When a pulsed gas dynamically cooled supersonic molecular flow interacts with solid surface a pressure shock is formed in front of it, non-equilibrium conditions in which may be inverse to those in the incident (unperturbed) flow (T1,tr⩽T1,rot⩽T1,vib in the incident flow and T2,tr⩾T2,rot⩾T2,vib in the pressure shock; Ti,tr, Ti,rot and Ti,vib are the translational, the rotational and the vibrational temperatures of molecules accordingly). Isotopically selective IR multiphoton dissociation of SF6 (i) in the non-equilibrium conditions of the pressure shock, (ii) in the flow incident on the surface, and (iii) in an unperturbed flow was investigated.

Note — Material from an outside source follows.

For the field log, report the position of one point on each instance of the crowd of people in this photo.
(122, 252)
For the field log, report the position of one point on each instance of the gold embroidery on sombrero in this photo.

The parameters of the molecular flow and the conditions of formation of the pressure shock were studied. The time-of-flight spectra of SF6 in the flow interacting with surface were obtained. The dissociation yield of SF6 versus the excitation laser energy and frequency in the flow interacting with surface was investigated. The SF4 product yield and the selectivity of SF6 dissociation were measured. It is shown, that the efficiency of isotopically selective dissociation of molecules in the pulsed gas dynamic flow can be essentially increased at the expense of formation of a pressure shock in the front of the surface. The concentration and temperature of SF6 in the pressure shock are estimated and the obtained results are discussed.